Prof. Tao An and collaborators are in the finalists for the 2020 "Gordon Bell Prize"
[November 16, 2020] "Processing full-scale Square Kilometre Array workflow on the Summit supercomputer", with the participation of Professor Tao An and Mr. Baoqiang Lao of the Shanghai Astronomical Observatory (SHAO), Chinese Academy of Sciences (CAS), is in the finalist for the 2020 Gordon Bell Prize, the highest awards in the field of high performance computing (HPC).
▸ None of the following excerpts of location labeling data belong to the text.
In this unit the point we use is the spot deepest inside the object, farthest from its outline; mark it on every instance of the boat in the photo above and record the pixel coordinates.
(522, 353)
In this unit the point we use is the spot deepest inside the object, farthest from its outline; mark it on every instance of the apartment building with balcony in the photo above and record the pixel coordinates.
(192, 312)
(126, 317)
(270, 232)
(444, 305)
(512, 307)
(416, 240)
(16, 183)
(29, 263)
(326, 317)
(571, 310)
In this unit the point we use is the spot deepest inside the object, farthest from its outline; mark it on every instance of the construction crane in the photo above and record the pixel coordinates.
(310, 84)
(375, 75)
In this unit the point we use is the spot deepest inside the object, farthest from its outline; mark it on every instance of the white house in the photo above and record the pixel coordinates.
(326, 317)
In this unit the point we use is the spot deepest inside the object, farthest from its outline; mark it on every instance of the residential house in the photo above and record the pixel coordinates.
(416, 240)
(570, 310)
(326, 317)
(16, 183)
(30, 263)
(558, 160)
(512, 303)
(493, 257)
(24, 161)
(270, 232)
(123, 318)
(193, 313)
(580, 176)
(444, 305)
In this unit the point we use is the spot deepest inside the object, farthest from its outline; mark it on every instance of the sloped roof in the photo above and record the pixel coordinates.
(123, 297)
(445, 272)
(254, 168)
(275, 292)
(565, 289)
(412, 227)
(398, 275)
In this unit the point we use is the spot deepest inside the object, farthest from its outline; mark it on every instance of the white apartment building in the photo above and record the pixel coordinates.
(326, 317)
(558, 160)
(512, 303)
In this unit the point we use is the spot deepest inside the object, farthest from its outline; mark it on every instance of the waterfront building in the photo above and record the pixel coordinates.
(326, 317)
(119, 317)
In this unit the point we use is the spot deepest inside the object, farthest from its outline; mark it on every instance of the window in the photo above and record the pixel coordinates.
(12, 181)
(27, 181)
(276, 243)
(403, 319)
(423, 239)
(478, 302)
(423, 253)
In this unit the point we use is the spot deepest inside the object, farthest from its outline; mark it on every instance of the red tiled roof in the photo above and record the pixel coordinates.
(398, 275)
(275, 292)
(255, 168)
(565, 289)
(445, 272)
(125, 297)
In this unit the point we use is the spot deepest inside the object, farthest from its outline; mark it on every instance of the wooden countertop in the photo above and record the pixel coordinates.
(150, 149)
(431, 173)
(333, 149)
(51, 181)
The final results of the 2020 Gordon Bell Prize will be announced at the International Conference on Supercomputing, to be held in the United States on 19 November (20 November Beijing Time).
The Square Kilometre Array (SKA) is the largest radio telescope to be built, consisting of more than 2,000 dish antennas, millions of log-periodic antennas and hundreds of dense aperture arrays, which will open up a new era of the exploration of the Universe. The SKA will achieve extremely high sensitivity with its large collecting area, high spatial resolution with a maximum baseline of thousands of kilometers, fine temporal signals with nanosecond sampling, and generate data flow at rates of up to 10 peta bit per second that exceed the total capacity of the current global Internet. One of the key bottlenecks of the SKA is how to properly process the SKA big data, as it is tied to whether the SKA can achieve the expected scientific breakthrough.
The construction of SKA will start in 2021, the first phase of the project (SKA1) is expected to be completed in 2029, and SKA's data processing system has entered the critical engineering validation and implementation stage. The SKA data processing is carried out in a real-time mode, thus requiring the workflow to have a high level of stability, scalability and energy consumption. The pre-processed data is transmitted via high-speed broadband internet to several regional data centers located in major member countries for in-depth analysis, and scientists primarily conduct scientific research based on the regional data centers.
The team exceeded expectations by simulating and processing the complete data processing workflow of the SKA1 low-frequency telescope. That includes a real-time pipeline of observational data generation, acquisition, correlation, calibration, and imaging, using Summit, the world's fastest supercomputer at the time, developed by IBM and operated by Oak Ridge National Laboratory. The Summit’s computation power, up to 200 peta flops (Pflops for short), is comparable to that of the supercomputer of the SKA1 and is the best platform to validate the SKA data processing system. The paper describes in detail the breakthroughs made in the execution framework, parallelized input/output (I/O) and scaling-up execution of the SKA data processing system.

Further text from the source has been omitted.